No sooner had Hamish accepted the pink block back, he shouted ‘ock!’ in triumph and offered a yellow version.

‘Is there anything you can do?’ Fiona asked, not looking at Esme. ‘As the Ward Witch?’

‘I don’t know,’ Esme said, feeling wretched again. ‘I’ve been reading books from the shop and there are spells for finding, but I don’t know if any of them are real.’ She wasn’t going to volunteer that she had already tried one involving candles, a crystal and some chanting that felt like a meditation mantra. Tobias hadn’t walked back into their lives, and now there was the fog.

After several rounds of pass the block, Esme made her excuses and left the house. She could still barely see more than a couple of feet. Esme had seen plenty of mist in her time on the island, formed over the cold sea and blown inland by the warmer air currents. They called it a haar and expected several days to be lost to the blank damp over the summer. This fog seemed different, though. It seemed to have seeped from below the island and was now advancing up the walls of the stone buildings. Soon Esme couldn’t see her own knees and felt as if she was wading in a thick grey sea. It cut sound, too, so the village was eerily quiet. Was the island expressing its feelings?
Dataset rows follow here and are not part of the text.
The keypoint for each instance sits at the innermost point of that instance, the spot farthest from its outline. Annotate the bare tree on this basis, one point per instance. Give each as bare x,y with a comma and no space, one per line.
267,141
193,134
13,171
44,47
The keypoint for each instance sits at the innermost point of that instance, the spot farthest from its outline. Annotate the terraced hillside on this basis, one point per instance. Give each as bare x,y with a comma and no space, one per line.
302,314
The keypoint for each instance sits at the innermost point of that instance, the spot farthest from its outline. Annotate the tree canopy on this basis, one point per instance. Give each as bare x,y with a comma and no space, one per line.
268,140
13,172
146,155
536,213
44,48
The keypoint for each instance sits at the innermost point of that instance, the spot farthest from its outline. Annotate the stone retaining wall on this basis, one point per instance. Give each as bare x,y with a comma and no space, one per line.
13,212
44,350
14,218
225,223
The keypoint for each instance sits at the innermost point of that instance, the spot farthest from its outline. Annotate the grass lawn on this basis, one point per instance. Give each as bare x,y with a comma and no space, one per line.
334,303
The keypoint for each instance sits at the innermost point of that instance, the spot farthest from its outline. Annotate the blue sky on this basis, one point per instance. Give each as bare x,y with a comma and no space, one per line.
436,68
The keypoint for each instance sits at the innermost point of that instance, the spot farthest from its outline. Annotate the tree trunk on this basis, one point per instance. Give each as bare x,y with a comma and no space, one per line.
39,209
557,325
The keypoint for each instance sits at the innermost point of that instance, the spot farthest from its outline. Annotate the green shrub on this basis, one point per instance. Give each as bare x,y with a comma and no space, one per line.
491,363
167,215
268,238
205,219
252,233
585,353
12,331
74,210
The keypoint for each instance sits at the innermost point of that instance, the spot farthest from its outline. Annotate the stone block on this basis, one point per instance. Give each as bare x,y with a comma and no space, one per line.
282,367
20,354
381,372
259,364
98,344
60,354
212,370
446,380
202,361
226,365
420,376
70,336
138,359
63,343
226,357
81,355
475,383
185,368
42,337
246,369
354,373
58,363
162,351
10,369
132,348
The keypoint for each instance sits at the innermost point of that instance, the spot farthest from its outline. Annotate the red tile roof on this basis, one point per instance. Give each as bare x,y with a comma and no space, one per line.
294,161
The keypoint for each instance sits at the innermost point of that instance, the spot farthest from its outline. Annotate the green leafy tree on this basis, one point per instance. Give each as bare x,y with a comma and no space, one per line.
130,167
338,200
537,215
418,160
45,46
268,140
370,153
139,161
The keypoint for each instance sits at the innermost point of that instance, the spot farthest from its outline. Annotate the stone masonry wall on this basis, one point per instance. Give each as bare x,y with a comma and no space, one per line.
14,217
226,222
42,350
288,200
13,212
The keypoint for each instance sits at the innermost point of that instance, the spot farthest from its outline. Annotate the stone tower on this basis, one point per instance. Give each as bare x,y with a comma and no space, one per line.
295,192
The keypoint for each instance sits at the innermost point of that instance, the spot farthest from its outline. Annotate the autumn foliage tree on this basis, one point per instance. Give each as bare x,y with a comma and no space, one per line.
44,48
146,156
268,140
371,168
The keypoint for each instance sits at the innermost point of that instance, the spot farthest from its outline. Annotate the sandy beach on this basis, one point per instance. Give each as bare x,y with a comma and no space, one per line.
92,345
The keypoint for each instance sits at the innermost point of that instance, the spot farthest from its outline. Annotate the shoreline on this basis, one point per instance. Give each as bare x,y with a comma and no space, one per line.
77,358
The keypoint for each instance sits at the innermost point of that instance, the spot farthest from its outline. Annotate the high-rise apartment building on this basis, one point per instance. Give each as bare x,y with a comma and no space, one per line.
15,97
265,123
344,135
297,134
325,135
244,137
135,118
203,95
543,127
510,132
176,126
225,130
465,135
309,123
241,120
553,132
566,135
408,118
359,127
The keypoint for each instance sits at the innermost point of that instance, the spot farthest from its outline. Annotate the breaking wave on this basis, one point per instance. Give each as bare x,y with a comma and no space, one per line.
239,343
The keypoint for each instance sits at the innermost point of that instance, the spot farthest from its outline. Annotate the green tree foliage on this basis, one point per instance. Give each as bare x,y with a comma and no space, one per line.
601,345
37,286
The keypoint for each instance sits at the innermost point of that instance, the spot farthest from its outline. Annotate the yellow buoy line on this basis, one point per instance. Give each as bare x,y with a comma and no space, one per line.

After Alvis died, there was a terrible storm. Did the fog mean that Tobias was dead, too?

The sky was red. It took a moment before Tobias realised that it wasn’t the sky. It was the ground. It was dry and cracked, the redness was the earth itself. He wasn’t in the sea anymore and that was bad. He didn’t remember this place, and that was even worse. He knew his memory wasn’t as pin sharp as it had once been, but he was good with places. Or was it faces? He knew he was good with one of the two.

He touched the ground and felt the fine grain of sand. He licked his lips and tasted salt. The red cracked earth stretched for as far as he could see in any direction, vast and utterly featureless. The horizon was a thin line of bright light. He couldn’t see a sun, but he could feel heat beating down onto the top of his head, so he began walking across the barren plain. He needed to find shade.